Machine Readable Travel Documents (MRTDs) like ePassports or National ID cards, are documents that contain a smartcard, which holds essential information of the document holder, including biographic data and biometric information like facial and fingerprint images. The International Civil Aviation Organization (ICAO) specifies in Document 9303, the general layout of MRTD’s including the Logical Data Structure (LDS) in the smartcard.
Security measures in MRTDs do not meet today’s requirements for availability, security and privacy
The information in the LDS is protected using a variety of security measures.
- Passive Authentication (PA) allows the document reader to verify if the LDS content is authentic and unmodified.
- Basic Access Control (BAC) protects the communication between the MRTD and the document reader.
- Extended Access Control (EAC) is a Public Key Infrastructure that makes use of a Public Key Directory and is intended to protect the biometric information stored in data groups 3 and 4.
The implementation and maintenance of EAC with a public key directory is very complex, requiring updating of the directory by individual countries and regular downloading of certificates by the document readers. Especially in countries with limited connectivity and in remote locations, the proper use of this approach is likely to fail.

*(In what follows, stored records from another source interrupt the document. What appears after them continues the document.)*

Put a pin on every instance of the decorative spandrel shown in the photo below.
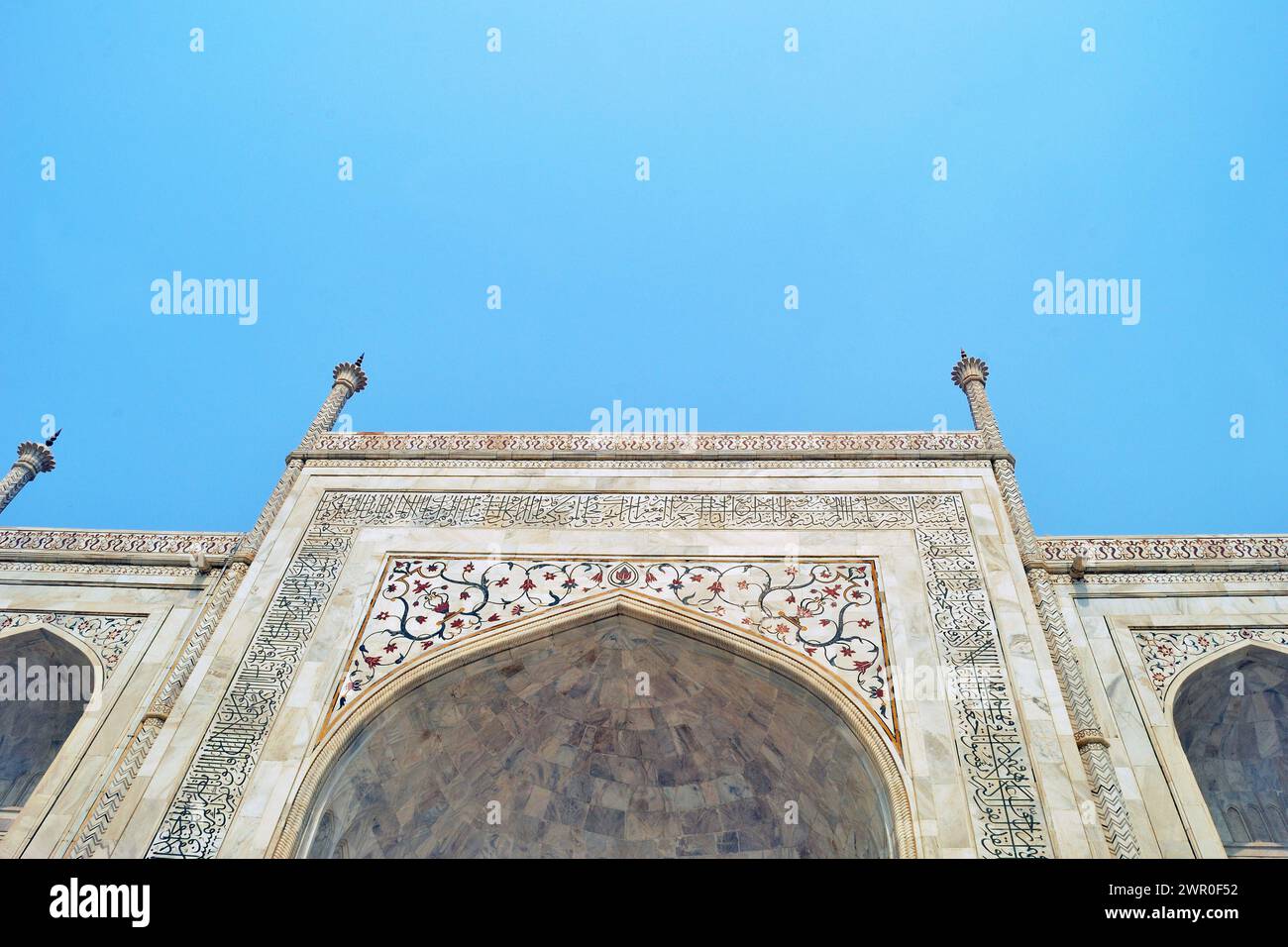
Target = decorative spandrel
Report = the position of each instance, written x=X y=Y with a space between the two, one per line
x=827 y=612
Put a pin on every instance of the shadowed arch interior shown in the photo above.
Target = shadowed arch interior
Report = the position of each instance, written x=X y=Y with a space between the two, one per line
x=559 y=748
x=34 y=729
x=1232 y=718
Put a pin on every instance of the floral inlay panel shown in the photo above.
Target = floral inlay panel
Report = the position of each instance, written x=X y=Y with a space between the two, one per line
x=824 y=611
x=1167 y=654
x=107 y=635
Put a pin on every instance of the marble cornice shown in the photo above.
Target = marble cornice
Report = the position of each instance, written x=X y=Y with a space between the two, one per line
x=962 y=445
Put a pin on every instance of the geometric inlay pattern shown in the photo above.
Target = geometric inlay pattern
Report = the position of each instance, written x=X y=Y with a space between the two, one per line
x=107 y=635
x=1006 y=812
x=824 y=611
x=1168 y=652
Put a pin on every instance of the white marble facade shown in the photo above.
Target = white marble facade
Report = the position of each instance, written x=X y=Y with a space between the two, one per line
x=958 y=699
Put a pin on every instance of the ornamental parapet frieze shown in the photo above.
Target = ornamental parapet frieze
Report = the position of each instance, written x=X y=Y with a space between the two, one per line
x=120 y=547
x=954 y=445
x=1081 y=554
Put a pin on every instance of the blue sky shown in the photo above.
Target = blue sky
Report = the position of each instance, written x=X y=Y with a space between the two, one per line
x=767 y=169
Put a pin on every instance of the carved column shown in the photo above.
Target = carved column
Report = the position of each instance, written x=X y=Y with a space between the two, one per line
x=33 y=459
x=348 y=380
x=970 y=375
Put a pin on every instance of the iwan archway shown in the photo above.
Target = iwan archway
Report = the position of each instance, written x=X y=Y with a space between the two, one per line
x=1232 y=718
x=47 y=681
x=621 y=728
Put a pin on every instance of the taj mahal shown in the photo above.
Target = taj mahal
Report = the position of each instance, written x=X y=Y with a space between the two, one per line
x=642 y=644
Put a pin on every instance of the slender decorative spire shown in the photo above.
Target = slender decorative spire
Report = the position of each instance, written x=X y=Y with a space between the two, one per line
x=34 y=459
x=969 y=368
x=970 y=373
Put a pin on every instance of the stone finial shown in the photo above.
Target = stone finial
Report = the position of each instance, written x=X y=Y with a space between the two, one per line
x=969 y=368
x=351 y=373
x=37 y=457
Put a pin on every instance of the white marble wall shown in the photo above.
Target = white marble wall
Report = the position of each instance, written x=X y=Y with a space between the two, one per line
x=1167 y=812
x=1166 y=804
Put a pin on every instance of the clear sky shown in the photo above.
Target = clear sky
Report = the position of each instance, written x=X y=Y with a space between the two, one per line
x=768 y=169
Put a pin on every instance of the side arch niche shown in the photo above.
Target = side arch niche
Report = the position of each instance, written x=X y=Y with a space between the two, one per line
x=1232 y=718
x=548 y=741
x=47 y=681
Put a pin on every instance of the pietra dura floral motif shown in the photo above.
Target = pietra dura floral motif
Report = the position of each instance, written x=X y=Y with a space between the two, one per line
x=107 y=635
x=1168 y=652
x=824 y=611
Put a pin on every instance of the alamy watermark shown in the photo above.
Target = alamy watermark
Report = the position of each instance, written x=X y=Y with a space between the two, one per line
x=179 y=296
x=1077 y=296
x=656 y=421
x=38 y=684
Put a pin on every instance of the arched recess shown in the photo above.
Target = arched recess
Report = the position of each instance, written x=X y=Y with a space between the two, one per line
x=300 y=822
x=1231 y=714
x=58 y=677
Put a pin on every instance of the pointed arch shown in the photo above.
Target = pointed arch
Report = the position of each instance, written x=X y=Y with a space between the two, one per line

In addition to the EAC complexity, the MRTDs release the biometric information in the form of a fingerprint image. The fingerprint image is required for the biometric matching, making the privacy sensitive information vulnerable for misuse like identity fraud.
Fit in Existing Process
GenKey’s BioHASH® solution protects the biometric information using a cryptographic hash function, which avoids the maintenance-intensive EAC, while it can still benefit from security mechanisms like Passive Authentication and Basic Access Control. Within the LDS, data group 13 is reserved as a field to store optional information like a BioHASH® template. During the registration process, in which a citizen is applying for a MRTD, the fingerprints are captured and stored in data group 3. Depending on the country, this data group is protected with EAC. In the same enrollment process, the BioHASH® template can be derived from the same finger and stored in data group 13. From that moment on, without changing the enrollment infrastructure and workflow, it will be possible to perform a biometric verification using the BioHASH® template that is stored in the MRTD.
Benefits
Backward compatibility with existing MRTD processes: BioHASH® template can be integrated with any MRTD in an ICAO compliant and backward compatible manner, without changing the enrollment infrastructure and procedure.
- Low-complex and off-line solution: The BioHASH® template in data group 13 can be used as a full replacement of Extended Access Control, especially for developing countries with limited connectivity. Without a complex public key infrastructure, terminals are able to verify a biometric identity of the cardholder, without any connectivity requirements
- Biometric verification beyond border control: In countries that want to comply with international agreements to deploy EAC (like the European Union), the storage of BioHASH® templates in data group 13 can complement the storage of fingerprint images in the EAC protected data group 3. This provides an option to perform a convenient and fully off-line biometric verification outside the EAC protocol.
Products
GenKey® SecureID contains all the necessary components to use BioHASH® protected fingerprint templates in combination with MRTD’s like ePassports and National ID Cards. The enrollment SDK translates the fingerprint images into BioHASH® templates. This component needs to be installed at the personalization or enrollment facility. The feature extraction and verification SDK can be integrated in any computer terminal which needs to perform a biometric check on a MRTD.